Pontos questionáveis

*A proposta não deixa claro quais os trechos que não serão duplicados;

*Qual garantia os usuários terão de que o cronograma de realização da obra será executado dentro dos prazos? (vide os problemas já enfrentados na Concessão da BR 101);

*Por que não foi feita a mobilização adequada, tendo em vista o impacto e a importância de uma obra como essa para centenas de milhares de pessoas que vivem nas cidades que dependem da rodovia para se deslocar?

*A localização das praças de pedágio, com preços previstos de R$ 11,00 penaliza demais moradores que utilizam a rodovia para atividades diárias.

Praças de pedágio

A AMUNES detalhou o impacto de cada praça de pedágio para os município no entorno da BR 262. Confira!

Viana

Uma praça de pedágio, ainda no município de Viana, vai impactar milhares de produtores rurais, que se deslocam diariamente da região Serrana e outros municípios cortados pela 262 para a Ceasa. Eles são responsável por mais de 60% na Central de Abastecimento, e quase em sua totalidade agricultores de base familiar.

Essa mesma praça de pedágio vai impactar estudantes e trabalhadores, principalmente de Domingos Martins, Marechal Floriano, Brejetuba, Venda Nova do Imigrante, Conceição do Castelo, Irupi, Ibatiba e outros que diariamente se deslocam para as universidades, faculdades, IFES e para seus locais de trabalho e etc.

Pedra Azul e Venda Nova

Uma praça está prevista para ficar entre Pedra Azul e Venda Nova do Imigrante, penaliza “de forma cruel” os moradores dessas cidades, que se deslocam várias vezes por dia em função de suas atividades, bem como os municípios de Brejetuba, Conceição do Castelo, Ibatiba, Irupi, Iúna, Muniz Freire e outros.

Ibatiba

Uma terceira praça de pedágio prevista para o município de Ibatiba, antes da cidade, levando-se em consideração o sentido Vitória x Ibatiba, prejudicará a população do município sede, bem como das cidades de Iúna, Irupi e outros.

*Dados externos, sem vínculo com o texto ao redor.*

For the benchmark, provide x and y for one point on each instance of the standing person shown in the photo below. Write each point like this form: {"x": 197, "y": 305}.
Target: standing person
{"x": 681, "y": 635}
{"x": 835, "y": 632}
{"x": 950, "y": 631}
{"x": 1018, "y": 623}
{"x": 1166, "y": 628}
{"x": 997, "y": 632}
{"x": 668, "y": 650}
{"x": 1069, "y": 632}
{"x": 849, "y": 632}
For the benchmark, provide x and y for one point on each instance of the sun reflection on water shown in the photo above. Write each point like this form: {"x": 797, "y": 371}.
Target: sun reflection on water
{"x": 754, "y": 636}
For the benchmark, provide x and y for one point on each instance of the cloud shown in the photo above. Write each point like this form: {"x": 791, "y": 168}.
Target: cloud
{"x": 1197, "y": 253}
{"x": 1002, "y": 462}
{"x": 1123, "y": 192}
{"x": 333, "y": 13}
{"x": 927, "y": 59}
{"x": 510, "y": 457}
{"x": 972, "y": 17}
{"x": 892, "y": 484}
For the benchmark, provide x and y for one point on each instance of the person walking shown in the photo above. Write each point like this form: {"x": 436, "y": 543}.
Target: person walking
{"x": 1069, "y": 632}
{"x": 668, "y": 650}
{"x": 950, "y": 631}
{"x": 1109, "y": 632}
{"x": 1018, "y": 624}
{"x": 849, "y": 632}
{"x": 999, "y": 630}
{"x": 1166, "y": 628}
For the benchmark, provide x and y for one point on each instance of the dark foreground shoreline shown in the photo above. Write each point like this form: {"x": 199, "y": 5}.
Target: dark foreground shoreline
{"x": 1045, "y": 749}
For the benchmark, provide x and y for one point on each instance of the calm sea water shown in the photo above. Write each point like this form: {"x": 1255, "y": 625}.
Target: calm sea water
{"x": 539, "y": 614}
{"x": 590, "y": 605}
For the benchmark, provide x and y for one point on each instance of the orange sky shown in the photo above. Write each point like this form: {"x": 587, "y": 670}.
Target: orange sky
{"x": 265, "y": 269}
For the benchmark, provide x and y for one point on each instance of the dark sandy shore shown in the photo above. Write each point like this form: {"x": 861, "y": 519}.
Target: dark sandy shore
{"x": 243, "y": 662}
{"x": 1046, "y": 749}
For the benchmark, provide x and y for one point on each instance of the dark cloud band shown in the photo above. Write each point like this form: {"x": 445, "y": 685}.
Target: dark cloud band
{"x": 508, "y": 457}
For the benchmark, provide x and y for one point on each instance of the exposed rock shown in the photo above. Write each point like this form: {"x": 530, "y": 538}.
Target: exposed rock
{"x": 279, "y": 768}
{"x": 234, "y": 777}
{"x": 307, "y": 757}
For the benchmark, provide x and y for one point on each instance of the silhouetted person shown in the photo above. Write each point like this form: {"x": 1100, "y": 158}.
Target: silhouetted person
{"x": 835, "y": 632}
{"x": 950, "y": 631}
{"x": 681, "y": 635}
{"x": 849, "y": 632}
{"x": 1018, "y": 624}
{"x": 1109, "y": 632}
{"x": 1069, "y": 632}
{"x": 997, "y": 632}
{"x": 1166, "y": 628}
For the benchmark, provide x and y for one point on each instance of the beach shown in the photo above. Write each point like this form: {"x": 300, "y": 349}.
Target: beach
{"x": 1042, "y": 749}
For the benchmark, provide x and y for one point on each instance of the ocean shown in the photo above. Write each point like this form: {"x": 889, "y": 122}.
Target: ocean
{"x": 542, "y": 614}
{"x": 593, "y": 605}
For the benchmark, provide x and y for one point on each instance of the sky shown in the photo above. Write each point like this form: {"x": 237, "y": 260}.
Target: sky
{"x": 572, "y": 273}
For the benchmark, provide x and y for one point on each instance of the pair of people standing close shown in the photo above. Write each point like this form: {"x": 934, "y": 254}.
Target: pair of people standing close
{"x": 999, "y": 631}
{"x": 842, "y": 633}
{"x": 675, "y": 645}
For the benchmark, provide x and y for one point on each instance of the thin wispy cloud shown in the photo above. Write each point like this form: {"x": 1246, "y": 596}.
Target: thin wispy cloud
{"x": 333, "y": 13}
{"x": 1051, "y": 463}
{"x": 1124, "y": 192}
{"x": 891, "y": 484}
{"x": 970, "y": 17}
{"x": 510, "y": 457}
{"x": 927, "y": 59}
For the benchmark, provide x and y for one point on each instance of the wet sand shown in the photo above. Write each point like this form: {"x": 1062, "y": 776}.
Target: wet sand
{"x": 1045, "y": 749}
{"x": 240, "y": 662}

Moradores dos municípios como Ibatiba, Iúna e Irupi passarão a pagar no mínimo três pedágios diariamente até Vitória.

A rodovia é o eixo utilizado por todos os municípios nos deslocamentos de serviços de saúde, principalmente, para a Grande Vitória. São dezenas de deslocamentos diários, levando e trazendo pessoas que buscam na região Metropolitana serviços que ainda não existem nos municípios.

Minuta

Pela minuta, a proposta da tarifa básica de pedágio, por praça, é de R$ 8,54 para pista simples e R$ 11,10 para pista dupla. Foram definidas, para o sistema rodoviário, 11 praças de pedágio. São elas:

Km 419+000 Caeté BR 381 MG

Km 354+300 João Monlevade BR 381 MG

Km 286+350 Itabira BR 381 MG

Km 233+600 Belo Oriente BR 381 MG

Km 179+250 Periquito BR 381 MG

Km 149+750 São Domingos do Prata BR 262 MG

Km 63+500 Manhuaçu BR 262 MG

Km 18+050 Martins Soares BR 262 ES

Km 147+750 Ibatiba BR 262 ES

Km 97+050 Venda Nova dos Imigrantes BR 262 ES

Km 26+600 Viana BR 262 ES

Audiência satisfatória para a ANTT

Procurada pela reportagem, a Agência Nacional de Transportes Terrestres (ANTT) disse que divulgou amplamente a Audiência Pública nº10/2019 e as sessões públicas relativas a ela, fazendo muito mais do que exige a Resolução nº 5.624/2017, que estabelece as regras de divulgação das audiências públicas.

“Foram enviados avisos de pauta e convites para a imprensa pela rede social Whatsapp para 119 números da imprensa nacional e para os principais veículos da imprensa de MG e ES. A Assessoria Parlamentar enviou convites por e-mail aos parlamentares no Congresso Nacional, informando da Audiência Pública nº10/2019. Também foram enviados convites para os municípios por onde passa a rodovia (temos o relatório de aviso de recebimento de cada e-mail). Portanto, consideramos que a divulgação da a Audiência Pública nº10/2019 foi satisfatória e muito além do que a legislação exigia à época”, diz a ANTT, em nota.